On 26 Jan 2005 at 15:33, john briese wrote:

> If I were doing it again, I would: 1) Install an inline fuse
> with the controler, which could be removed after successful install.

This is one of the changes I made to Steve's instructions - not without 
spending a lot of time considering where the fuse should be located, and 
what its effect might be if it opened.  I didn't remove the fuse after a 
successful installation though.  I can't see any reason not to keep it 
there 
forever.  I don't know how well it really protects the controller - too 
often 
silicon blows to protect the fuse <g> - but it's certainly better and 
safer than 
no fuse at all.

I put the fuse in the line which provides 36v for controller logic power, 
and the 
control voltage for the throttle and reverse switches.  My old fuse panel 
had 
gotten pretty flaky anyway, so I just replaced it with one that had four 
positions instead of three.  I suppose one could fit an inline fuseholder 
under 
the instrument panel if that's easier.

I used a 7 amp instrumentation fuse.  I'll probably replace it with 
something 
like 2 or 3 amps later, but 7 amps was what I had on hand.

I also connected the thermal breaker on the motor in series with the seat 
switch and key switch, instead of in series with the armature, as Steve 
suggested in the manual.

Finally, I retained the main disconnect (I think Steve junked his only 
because 
it was already broken).  The typical failure mode for a transistor 
controller is 
full speed ahead.  So even though there's a main contactor, I don't think 
it's a 
good idea to run without a redundant manual safety shutdown.

There are a few more things I still want to do as part of this upgrade 
when the 
weather warms up.  One is a charging lockout.  This may be a bit of a 
pain, 
since I use three 12-volt chargers rather than the GE charger.  

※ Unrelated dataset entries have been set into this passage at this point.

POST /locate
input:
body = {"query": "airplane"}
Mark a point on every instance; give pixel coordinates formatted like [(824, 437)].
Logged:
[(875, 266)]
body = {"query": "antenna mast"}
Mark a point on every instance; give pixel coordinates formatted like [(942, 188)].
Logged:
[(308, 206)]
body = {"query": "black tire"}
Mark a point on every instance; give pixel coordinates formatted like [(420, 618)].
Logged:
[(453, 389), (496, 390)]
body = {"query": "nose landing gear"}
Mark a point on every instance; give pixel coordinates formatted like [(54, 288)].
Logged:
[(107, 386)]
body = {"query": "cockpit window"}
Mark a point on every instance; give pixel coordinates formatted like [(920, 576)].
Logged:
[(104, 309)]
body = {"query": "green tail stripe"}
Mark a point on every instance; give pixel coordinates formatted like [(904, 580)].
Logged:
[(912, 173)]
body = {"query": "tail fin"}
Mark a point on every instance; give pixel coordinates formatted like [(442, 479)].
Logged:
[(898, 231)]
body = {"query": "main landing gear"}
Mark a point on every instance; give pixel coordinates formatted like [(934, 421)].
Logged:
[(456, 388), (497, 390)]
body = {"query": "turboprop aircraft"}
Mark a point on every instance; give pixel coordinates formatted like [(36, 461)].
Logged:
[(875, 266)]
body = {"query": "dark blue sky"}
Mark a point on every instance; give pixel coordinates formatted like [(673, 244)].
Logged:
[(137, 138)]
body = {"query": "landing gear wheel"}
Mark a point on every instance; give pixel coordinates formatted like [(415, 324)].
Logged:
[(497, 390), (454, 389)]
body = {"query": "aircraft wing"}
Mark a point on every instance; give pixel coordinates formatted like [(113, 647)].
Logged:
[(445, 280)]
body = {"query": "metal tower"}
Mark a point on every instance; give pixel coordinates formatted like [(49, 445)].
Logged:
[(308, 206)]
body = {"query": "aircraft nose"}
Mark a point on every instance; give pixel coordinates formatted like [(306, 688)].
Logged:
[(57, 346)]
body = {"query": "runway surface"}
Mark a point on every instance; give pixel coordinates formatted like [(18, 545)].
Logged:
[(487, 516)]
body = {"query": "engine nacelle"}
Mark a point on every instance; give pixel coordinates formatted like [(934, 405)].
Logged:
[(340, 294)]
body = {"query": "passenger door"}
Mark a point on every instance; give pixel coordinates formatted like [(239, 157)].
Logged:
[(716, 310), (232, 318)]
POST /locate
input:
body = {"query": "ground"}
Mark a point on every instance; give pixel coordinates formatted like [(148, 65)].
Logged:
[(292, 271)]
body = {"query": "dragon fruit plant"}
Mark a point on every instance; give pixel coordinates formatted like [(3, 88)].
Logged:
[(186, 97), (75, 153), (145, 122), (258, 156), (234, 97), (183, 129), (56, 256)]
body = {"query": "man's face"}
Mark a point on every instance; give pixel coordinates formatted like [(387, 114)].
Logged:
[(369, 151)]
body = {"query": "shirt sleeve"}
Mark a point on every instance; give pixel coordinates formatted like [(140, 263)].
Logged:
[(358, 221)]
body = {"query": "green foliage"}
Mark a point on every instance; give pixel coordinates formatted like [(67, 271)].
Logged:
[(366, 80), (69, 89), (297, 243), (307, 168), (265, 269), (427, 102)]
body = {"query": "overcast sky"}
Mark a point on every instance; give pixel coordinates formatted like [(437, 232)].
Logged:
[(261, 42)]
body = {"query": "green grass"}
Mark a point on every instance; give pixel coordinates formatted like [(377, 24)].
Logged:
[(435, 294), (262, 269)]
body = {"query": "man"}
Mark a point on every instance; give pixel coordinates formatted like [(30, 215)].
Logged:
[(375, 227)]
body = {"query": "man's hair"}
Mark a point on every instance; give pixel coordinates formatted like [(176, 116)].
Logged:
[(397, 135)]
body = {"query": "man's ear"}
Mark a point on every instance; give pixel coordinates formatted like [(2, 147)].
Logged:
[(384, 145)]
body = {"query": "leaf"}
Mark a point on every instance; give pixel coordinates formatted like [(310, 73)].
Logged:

Another is a Sonalert or similar gadget that sounds when I get off the 
tractor 
but leave the key on, a bad habit that I have.  I think I saw one of the 
electronic seatbelt dingers (as used in cars) at one of the electronic 
surplus 
places once; that would be kind of cool.

The last and most important is a high pedal disable.  This is a function 
that 
refuses to let the vehicle move if the accelerator pedal is already 
depressed 
when the key is turned on or the brake is released.  It's standard on golf 
car 
and road EV controllers, and GE implemented it on the ET's original 
controls.

I was surprised and disappointed to find that the high pedal disable on 
the 
Alltrax ET controller is ... disabled!  It's apparently included on their 
golf car 
controllers, and there's an option to enable it in the Alltrax software, 
but 
checking that option has no effect.  The reason for omitting this feature 
from 
the ET version of the controller (at least the early one I have) is a 
complete 
mystery to me.  

As a result, I can open the throttle pot all the way and turn on the key; 
the 
tractor will take off running.  Or I can hit the brake while plowing; the 
tractor 
stops, but then when I release the brake the tractor starts right up 
again.  
Some people will probably consider this a convenience, but I see it as a 
hazard.  So I plan to implement something externally, probably using the 
potbox microswitch and an SCR or a small relay.  (Suggestions welcome.)